Rangga dan Elang berusaha untuk saling mendahului, dengan akal licik-nya Elang menendang bagian motor Rangga dari arah kiri membuat sang empunya motor terjatuh dan Elang berhasil sampai ke Finish sebelum beberapa menit kemudian Rangga sampai dengan rahang yang masih mengeras.
"Curang lo bangsat!"
Elang mengulum senyum, "Emang gue peduli? Yang terpenting sekarang, cewe lo udah jadi milik gue."
Rangga ingin sekali menghajar Elang, tapi sepertinya kaki pria itu tergilir. Iky dan Desta menahan, Mereka tahu jika Rangga saat ini sedang dalam kondisi yang tidak memungkinkan untuk berkelahi.
Elang masih dengan tawanya, merangkul pundak Alvira. "Udah, Pergi lo sana!"
🌠🌠🌠
"Gila tuh orang, licik banget."
Rangga hanya diam tak menanggapi, rahangnya sudah kembali normal tapi tidak dengan hatinya.
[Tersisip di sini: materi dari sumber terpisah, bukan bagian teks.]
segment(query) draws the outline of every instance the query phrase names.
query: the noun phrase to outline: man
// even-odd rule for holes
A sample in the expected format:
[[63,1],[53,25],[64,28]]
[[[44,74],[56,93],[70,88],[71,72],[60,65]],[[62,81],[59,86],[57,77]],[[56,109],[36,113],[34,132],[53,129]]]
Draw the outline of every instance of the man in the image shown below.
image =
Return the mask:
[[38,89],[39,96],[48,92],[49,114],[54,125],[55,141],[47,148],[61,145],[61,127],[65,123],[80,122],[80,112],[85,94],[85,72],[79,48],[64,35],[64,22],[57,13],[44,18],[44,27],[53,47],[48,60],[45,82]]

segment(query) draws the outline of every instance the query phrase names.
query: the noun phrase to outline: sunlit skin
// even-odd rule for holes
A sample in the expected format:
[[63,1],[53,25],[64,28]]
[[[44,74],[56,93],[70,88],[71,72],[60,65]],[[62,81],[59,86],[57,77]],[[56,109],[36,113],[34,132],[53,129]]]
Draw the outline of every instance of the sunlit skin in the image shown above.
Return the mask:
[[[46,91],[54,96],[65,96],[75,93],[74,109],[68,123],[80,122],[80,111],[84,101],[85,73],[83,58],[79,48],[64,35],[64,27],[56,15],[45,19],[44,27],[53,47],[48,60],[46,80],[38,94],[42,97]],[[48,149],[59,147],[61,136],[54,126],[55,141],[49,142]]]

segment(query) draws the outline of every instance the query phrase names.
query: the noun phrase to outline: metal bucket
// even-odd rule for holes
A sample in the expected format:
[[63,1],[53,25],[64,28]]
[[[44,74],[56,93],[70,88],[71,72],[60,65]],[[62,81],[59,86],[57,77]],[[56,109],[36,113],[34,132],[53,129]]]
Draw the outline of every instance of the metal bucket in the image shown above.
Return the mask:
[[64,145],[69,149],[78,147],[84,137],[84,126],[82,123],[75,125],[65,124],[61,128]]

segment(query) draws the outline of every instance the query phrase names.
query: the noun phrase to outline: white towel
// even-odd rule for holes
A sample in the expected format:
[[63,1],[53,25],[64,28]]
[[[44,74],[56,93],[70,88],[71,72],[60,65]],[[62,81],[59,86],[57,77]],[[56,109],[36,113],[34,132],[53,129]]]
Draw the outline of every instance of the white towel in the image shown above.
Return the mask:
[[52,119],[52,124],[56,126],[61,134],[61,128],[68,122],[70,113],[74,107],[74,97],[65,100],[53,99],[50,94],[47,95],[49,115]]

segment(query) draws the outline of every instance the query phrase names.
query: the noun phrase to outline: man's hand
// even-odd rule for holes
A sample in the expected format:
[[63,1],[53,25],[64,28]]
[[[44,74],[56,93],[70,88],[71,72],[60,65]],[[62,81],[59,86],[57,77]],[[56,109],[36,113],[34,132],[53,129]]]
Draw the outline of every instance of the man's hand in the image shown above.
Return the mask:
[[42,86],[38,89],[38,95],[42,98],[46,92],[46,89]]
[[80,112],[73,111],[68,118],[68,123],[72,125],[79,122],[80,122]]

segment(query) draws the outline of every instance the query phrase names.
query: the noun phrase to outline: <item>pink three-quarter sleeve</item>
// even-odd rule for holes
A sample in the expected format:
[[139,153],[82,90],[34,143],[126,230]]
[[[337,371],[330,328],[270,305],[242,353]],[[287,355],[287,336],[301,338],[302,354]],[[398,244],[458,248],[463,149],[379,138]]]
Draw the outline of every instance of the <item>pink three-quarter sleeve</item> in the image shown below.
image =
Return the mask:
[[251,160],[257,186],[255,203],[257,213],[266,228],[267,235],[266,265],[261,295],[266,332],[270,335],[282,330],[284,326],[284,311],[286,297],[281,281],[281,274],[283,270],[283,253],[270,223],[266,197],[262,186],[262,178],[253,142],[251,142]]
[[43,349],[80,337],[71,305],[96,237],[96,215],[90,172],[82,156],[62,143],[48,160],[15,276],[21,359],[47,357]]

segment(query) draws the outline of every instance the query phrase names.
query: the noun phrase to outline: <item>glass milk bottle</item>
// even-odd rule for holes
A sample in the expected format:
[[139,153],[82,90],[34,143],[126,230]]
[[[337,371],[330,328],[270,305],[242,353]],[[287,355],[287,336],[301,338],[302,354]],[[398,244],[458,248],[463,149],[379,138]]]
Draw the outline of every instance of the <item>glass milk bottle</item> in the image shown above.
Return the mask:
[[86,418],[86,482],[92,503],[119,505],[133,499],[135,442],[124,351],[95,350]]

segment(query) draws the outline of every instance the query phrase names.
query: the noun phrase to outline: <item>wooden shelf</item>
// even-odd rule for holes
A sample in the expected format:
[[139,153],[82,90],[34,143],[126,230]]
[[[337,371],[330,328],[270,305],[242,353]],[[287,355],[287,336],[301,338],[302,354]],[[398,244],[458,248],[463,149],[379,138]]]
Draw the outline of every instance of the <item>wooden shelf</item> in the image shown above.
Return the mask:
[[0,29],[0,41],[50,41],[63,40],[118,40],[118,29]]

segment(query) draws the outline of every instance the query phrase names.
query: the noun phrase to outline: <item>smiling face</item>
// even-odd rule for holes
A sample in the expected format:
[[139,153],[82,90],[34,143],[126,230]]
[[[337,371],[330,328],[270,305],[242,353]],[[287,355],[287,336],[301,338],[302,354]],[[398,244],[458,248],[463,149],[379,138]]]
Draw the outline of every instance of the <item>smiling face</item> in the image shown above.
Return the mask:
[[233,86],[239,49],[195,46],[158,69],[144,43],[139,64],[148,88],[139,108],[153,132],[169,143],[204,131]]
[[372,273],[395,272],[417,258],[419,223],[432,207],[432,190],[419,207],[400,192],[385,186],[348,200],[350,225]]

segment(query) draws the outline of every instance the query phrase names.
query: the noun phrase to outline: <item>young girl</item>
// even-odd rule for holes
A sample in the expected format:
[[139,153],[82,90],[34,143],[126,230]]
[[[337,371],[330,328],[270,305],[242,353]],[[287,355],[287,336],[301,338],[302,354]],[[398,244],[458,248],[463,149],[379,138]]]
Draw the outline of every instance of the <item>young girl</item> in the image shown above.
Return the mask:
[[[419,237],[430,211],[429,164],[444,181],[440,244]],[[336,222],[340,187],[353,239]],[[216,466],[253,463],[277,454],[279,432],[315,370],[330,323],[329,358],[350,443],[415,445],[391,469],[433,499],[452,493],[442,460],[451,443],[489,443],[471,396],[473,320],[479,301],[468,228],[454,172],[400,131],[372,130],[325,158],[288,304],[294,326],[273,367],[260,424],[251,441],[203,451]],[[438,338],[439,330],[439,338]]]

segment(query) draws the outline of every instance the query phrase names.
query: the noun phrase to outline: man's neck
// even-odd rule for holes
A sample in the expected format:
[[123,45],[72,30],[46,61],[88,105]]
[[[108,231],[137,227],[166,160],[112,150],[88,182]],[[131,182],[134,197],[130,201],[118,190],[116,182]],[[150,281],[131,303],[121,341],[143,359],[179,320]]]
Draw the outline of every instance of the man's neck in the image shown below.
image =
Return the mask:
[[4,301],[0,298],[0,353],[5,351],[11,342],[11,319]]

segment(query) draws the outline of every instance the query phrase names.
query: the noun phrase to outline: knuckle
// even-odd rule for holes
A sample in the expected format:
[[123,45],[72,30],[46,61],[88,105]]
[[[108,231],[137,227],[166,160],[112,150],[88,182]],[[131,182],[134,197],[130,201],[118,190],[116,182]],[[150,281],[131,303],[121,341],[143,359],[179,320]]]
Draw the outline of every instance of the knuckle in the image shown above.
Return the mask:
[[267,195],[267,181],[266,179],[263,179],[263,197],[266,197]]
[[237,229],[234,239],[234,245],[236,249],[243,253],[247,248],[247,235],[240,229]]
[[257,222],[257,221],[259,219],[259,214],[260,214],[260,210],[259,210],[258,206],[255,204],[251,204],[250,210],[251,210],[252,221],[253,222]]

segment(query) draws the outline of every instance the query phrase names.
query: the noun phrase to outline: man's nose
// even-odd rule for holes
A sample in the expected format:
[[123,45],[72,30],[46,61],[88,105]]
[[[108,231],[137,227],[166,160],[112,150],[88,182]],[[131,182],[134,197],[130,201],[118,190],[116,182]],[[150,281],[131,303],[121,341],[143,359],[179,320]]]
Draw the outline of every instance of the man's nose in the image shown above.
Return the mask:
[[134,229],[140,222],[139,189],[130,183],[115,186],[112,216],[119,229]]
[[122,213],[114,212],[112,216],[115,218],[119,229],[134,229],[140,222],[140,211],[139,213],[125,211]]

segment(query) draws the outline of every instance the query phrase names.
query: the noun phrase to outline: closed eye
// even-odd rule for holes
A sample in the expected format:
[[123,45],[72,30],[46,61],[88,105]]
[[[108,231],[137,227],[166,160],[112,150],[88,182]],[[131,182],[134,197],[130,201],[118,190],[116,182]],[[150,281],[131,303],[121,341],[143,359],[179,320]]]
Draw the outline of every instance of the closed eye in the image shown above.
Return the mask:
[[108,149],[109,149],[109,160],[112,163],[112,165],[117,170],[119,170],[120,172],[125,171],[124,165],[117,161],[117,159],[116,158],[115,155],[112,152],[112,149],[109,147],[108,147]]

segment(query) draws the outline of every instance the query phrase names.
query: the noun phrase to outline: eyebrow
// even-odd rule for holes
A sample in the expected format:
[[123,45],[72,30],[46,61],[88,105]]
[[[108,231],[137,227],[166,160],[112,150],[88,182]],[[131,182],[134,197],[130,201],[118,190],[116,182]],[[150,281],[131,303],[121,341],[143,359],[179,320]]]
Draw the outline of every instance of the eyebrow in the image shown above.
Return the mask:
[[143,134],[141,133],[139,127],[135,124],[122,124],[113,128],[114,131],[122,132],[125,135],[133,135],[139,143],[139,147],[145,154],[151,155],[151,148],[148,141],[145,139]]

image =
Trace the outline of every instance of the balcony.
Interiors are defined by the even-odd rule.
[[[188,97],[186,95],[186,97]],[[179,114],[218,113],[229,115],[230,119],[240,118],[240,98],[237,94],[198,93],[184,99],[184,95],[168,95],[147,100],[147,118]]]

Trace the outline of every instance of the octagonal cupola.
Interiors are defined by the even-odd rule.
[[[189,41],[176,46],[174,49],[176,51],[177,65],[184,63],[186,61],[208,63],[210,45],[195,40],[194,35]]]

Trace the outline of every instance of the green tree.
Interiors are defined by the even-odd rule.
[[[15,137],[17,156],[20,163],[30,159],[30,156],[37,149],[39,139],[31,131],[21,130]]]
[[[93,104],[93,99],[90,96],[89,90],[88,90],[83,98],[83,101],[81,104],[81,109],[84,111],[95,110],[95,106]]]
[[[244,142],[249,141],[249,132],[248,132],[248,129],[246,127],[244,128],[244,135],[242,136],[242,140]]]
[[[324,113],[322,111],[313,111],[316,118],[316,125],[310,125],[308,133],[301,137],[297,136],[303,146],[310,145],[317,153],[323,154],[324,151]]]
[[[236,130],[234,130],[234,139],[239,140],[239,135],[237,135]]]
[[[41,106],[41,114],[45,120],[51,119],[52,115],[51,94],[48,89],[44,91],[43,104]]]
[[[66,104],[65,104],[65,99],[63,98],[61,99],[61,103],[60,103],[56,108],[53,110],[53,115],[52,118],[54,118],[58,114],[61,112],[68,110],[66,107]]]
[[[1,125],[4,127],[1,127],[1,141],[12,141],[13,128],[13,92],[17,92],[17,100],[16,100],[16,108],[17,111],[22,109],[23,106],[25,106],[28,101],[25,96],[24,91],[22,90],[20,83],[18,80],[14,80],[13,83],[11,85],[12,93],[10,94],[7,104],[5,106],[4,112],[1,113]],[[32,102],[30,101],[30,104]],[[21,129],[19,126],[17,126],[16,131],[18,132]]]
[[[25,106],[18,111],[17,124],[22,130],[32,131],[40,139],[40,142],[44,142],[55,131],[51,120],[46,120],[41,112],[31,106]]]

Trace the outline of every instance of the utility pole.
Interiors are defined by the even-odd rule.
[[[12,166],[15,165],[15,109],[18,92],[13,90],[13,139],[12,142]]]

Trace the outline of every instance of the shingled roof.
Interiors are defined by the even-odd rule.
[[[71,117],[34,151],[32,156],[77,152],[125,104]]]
Desta melirik ke arah Rangga. "Lo gak ada niatan buat bales Elang gitu?"
Rangga mengedikkan bahunya, ia turun dari mobil Desta tanpa berkata apapun. Sudah biasa bagi mereka.
Pria itu masuk ke dalam rumah dengan terpincang-pincang. Jam sudah menunjukkan pukul 01:00 malam, orang rumah pasti sudah terlelap.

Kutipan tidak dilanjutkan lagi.